6. Team Convention: Ticket IDs in MRs

The MR search works well when engineers include the ticket ID in either the MR title or the source branch name. If your team doesn't follow this convention, MR matching will produce poor results. The search is fuzzy (handles ABC-560 vs. ABC 560 vs. ABC/560) but it needs the ticket ID to appear somewhere.

7. Package Naming Convention

Package names are derived automatically from the last path segment of the GitLab repo URL. No configuration needed — but you should be aware:

The decision to key by package name (not repo URL) was intentional: it allows a human or agent to read ABC-be.md and know exactly what they're looking at without decoding a path.


Design Decisions Worth Preserving

Repo files are the primary artifact. The ticket files are useful for historical archaeology, but the repo intelligence files are what agents should load before writing code. Every ticket run updates the repo files — the ticket file is a side effect.

Upsert, never overwrite from scratch. The build_repo_update() prompt explicitly instructs Claude to preserve all existing content. Running 50 tickets against a repo should produce one rich file, not 50 thin ones. The "confirmed: TICKET-ID" pattern lets you trace when a pattern was first observed vs. subsequently validated.
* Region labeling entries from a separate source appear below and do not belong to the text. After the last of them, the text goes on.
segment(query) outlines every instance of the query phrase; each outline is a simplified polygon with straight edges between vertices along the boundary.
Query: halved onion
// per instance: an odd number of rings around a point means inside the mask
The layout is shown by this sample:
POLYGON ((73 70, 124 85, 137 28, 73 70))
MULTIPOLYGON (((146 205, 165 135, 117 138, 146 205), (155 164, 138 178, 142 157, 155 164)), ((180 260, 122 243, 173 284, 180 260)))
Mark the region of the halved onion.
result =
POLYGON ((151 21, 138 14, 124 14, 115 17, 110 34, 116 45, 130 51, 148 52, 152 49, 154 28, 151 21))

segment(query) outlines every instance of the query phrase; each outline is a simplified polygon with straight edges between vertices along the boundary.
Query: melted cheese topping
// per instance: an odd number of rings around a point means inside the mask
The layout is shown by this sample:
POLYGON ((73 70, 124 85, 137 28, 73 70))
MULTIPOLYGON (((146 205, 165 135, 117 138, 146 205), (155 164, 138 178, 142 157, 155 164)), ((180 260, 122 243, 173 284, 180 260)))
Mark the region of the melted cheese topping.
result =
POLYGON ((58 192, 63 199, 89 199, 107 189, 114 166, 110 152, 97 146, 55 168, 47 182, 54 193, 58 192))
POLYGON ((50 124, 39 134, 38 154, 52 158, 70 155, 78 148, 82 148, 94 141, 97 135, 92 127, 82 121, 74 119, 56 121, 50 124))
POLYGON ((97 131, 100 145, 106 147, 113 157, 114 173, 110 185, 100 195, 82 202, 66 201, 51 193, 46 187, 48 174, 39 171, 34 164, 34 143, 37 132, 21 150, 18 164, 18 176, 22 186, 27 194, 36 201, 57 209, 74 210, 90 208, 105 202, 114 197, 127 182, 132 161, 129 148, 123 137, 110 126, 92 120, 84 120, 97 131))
Ticket ID must be passed explicitly. Early versions of the prompt let Claude infer the ticket ID from context, which caused it to hallucinate IDs in the Sources table. The fix: pass ticket_id as a parameter to build_repo_update() and include it twice in the prompt — once as "Ticket ID for this analysis: {ticket_id}" and once in the Sources table instruction as "The ticket ID is exactly: {ticket_id}".
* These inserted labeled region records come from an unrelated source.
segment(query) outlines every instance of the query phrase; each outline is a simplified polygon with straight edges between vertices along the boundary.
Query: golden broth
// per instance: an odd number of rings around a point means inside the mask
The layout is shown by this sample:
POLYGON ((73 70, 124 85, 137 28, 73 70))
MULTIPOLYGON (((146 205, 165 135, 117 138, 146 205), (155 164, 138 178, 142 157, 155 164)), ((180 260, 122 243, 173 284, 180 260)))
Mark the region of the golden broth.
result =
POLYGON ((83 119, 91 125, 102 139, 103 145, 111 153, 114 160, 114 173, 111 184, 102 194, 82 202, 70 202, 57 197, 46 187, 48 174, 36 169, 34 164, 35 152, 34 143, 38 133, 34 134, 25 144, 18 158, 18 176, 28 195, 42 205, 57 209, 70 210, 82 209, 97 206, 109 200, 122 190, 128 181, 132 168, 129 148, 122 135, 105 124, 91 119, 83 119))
Diff truncation at 500 lines. Large diffs exceed context and add noise. 500 lines captures the shape of a change. If a diff is truncated, the analysis prompt still works — it just covers fewer files.

Service class duplication in Lambda directories is a known issue, not a bug in the tool. The tool correctly reports it as tech debt in the package file. Don't try to deduplicate the Lambda directories as part of this build.


How to Run

# Single ticket
~/codebase-intel.sh ABC-480

# Skip writing the ticket file (only update repo intel)
~/codebase-intel.sh ABC-480 --no-ticket

# From within a Claude Code session
Bash: ~/codebase-intel.sh ABC-480

To backfill a codebase from scratch: run it against 20–50 recent tickets across different repos. After ~5 tickets per package, the intelligence files become meaningfully dense.


Dependencies

anthropic
python-dotenv
requests

Python 3.9+. Set up a venv at codebase-intel/venv/ and install from requirements.txt (or pip install the above three packages directly).